I was there yesterday and the kerosene furnace is almost out of fuel. Kerosene is around $3 a gallon here, so I would like to put a minimal amount in the tank for now and possibly winterize the home, drain the water, close it up until it's sold.
I was told I can expect to use around 4-5 gallons a day to heat it. I simply can't afford to waste this money heating an empty home. Does anybody have any thoughts on how to go about this, what do I need to do, who I should contact? The expenses are going to start piling up shortly (fuel, taxes, lot fees, etc.).
I have other issues with this, but I will post them separately. I'm 20 minutes south of downtown Pittsburgh in case anybody here needs a nice, cheap place to live. Thanks for reading!

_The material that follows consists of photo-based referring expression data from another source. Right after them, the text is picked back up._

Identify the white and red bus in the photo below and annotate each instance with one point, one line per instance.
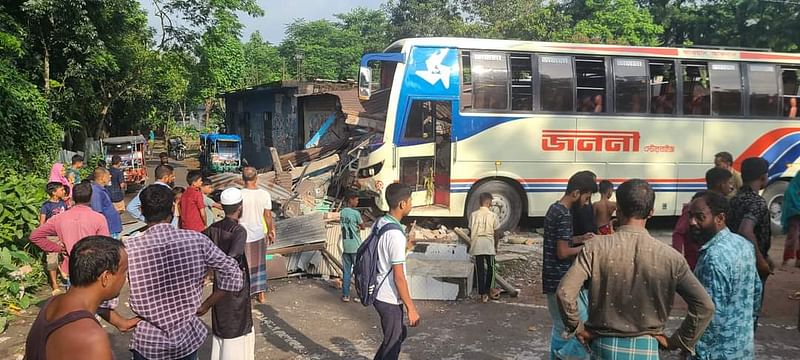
(518, 118)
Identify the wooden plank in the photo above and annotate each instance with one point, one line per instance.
(277, 166)
(296, 249)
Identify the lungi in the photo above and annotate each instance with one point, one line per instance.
(561, 348)
(256, 253)
(240, 348)
(643, 347)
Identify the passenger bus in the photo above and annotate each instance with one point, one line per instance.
(518, 118)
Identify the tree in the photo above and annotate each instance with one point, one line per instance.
(221, 61)
(618, 21)
(516, 19)
(416, 18)
(321, 49)
(263, 62)
(30, 141)
(371, 25)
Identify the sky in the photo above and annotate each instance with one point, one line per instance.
(278, 13)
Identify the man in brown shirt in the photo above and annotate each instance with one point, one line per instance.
(633, 279)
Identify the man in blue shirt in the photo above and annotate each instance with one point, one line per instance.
(165, 176)
(727, 271)
(101, 201)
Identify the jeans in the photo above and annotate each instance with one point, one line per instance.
(484, 265)
(561, 348)
(137, 356)
(348, 260)
(394, 331)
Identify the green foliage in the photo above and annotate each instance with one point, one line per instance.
(264, 63)
(29, 142)
(20, 266)
(618, 22)
(322, 49)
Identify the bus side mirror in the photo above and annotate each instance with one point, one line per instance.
(365, 83)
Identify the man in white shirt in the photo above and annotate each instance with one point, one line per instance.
(256, 211)
(393, 293)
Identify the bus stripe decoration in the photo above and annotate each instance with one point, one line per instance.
(780, 147)
(560, 185)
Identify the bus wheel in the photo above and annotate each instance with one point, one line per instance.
(507, 203)
(773, 194)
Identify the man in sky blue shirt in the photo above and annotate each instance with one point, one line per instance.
(727, 271)
(165, 176)
(101, 201)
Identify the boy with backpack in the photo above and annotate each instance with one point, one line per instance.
(380, 273)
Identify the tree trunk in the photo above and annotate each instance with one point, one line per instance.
(208, 106)
(46, 72)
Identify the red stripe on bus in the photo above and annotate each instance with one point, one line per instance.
(564, 181)
(762, 144)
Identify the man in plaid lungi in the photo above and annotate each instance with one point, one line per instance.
(632, 281)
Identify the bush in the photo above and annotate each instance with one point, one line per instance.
(21, 270)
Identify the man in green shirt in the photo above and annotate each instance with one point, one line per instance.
(352, 224)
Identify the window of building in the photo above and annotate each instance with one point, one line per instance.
(791, 91)
(489, 72)
(763, 81)
(420, 121)
(696, 93)
(590, 74)
(662, 87)
(726, 89)
(521, 82)
(630, 85)
(555, 83)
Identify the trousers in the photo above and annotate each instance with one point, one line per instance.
(394, 331)
(484, 268)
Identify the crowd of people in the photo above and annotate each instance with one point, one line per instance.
(609, 284)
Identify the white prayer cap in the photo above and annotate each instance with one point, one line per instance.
(230, 196)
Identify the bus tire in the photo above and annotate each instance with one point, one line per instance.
(507, 203)
(773, 194)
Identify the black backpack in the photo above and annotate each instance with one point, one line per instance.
(365, 269)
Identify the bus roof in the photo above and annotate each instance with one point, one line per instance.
(221, 137)
(600, 50)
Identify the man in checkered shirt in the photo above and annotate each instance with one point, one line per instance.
(166, 271)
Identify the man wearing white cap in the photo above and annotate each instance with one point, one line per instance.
(231, 318)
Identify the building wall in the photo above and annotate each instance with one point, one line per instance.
(264, 118)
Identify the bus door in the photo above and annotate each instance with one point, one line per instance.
(425, 152)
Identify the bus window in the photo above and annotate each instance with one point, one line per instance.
(466, 82)
(763, 81)
(419, 124)
(521, 82)
(726, 89)
(696, 96)
(630, 86)
(489, 71)
(662, 87)
(591, 84)
(555, 83)
(791, 91)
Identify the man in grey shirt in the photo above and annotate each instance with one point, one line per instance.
(632, 281)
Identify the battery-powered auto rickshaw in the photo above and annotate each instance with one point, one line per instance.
(220, 153)
(132, 150)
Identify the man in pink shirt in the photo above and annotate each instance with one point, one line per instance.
(71, 226)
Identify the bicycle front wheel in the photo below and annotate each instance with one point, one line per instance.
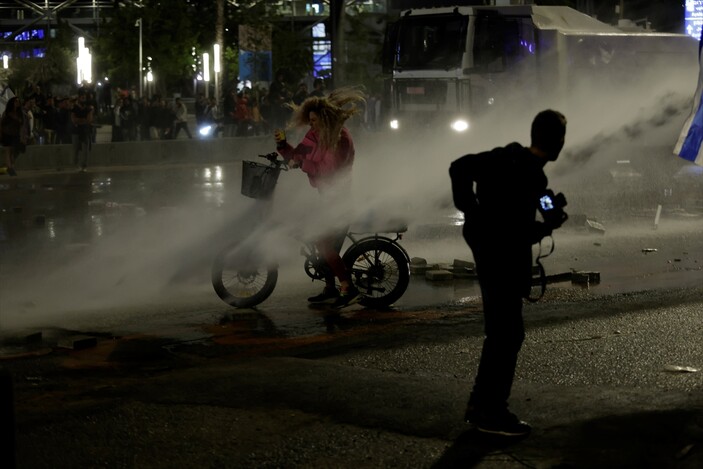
(380, 271)
(242, 276)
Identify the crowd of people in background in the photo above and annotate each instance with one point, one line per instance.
(242, 112)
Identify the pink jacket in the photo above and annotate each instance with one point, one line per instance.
(321, 166)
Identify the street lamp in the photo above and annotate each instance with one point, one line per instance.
(141, 69)
(216, 69)
(83, 63)
(149, 79)
(206, 73)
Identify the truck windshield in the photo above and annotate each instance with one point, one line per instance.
(431, 42)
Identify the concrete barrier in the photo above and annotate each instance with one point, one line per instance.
(214, 150)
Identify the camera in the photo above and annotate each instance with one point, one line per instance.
(551, 206)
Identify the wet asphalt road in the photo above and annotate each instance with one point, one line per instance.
(179, 379)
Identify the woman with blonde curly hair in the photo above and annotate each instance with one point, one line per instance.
(326, 155)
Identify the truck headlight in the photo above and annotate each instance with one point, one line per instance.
(460, 125)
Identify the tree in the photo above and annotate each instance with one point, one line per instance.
(168, 36)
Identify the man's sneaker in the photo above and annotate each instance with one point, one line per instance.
(503, 423)
(346, 298)
(328, 295)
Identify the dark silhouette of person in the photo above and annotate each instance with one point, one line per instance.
(500, 227)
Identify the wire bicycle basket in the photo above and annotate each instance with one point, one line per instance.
(259, 180)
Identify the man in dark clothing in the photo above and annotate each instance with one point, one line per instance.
(82, 120)
(509, 183)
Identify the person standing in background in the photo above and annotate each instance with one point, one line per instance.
(181, 115)
(82, 120)
(12, 133)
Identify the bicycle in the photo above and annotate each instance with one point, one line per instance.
(244, 273)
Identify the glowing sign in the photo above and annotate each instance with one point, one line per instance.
(693, 18)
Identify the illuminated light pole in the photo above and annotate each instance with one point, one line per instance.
(141, 69)
(216, 69)
(83, 63)
(206, 73)
(149, 79)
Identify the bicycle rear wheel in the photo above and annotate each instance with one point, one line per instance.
(242, 276)
(380, 271)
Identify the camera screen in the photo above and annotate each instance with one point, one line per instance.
(546, 203)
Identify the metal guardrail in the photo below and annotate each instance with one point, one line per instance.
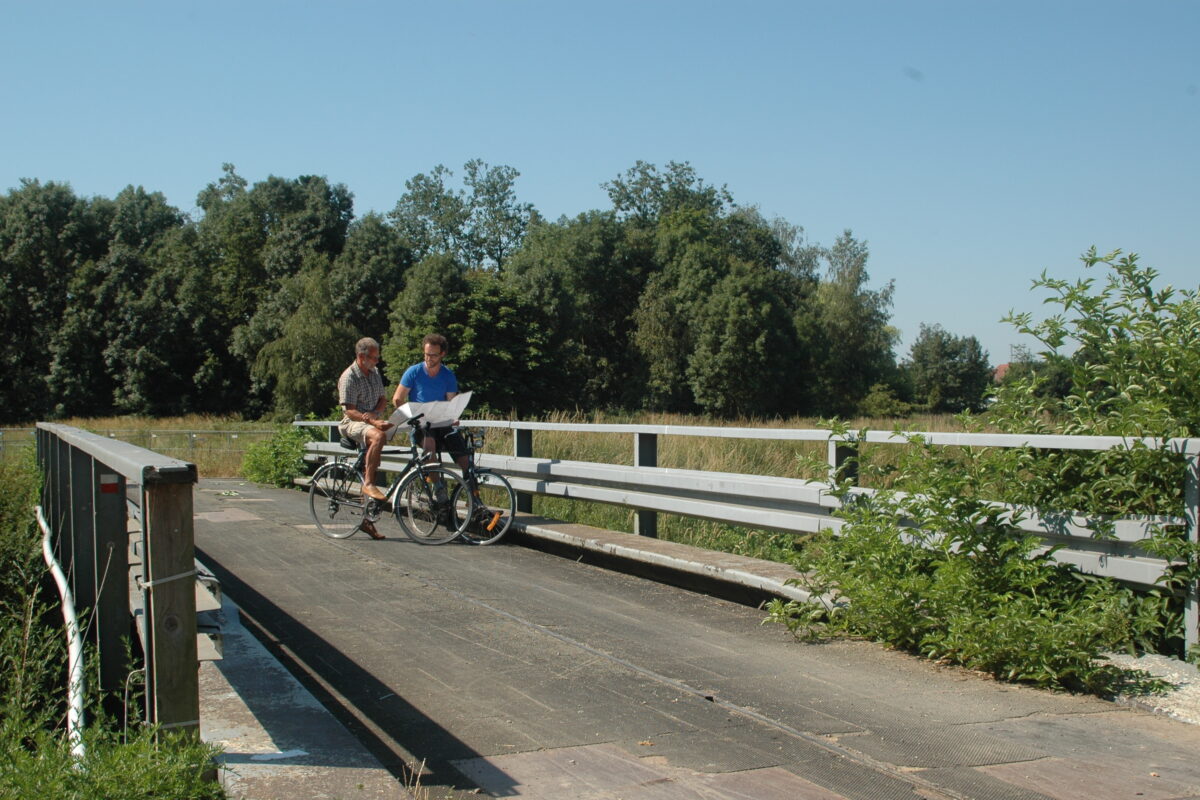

By Sandy from Pittsburgh, PA
I want to thank you all for your answers so far. I'm glad I didn't drain the lines completely because the pipes are a little bit corroded already, and I'd have trouble when I turned the water back on. After almost a week of not running water, it came out all rusty for a few long seconds on all faucets. To the person who feels sorry for me for my "lack of knowledge", in my day I used to do heavy duty demolition, put a kitchen in my own home, laid flooring, built decks, etc. I am now a 53 year old disabled woman, so crawling under a freezing cold trailer was not my idea of a good time. My husband is in even worse shape than I am, through no fault of our own. So I'm sorry, but that is why I posted here, hoping closing it up was something simple we could maybe do on our own.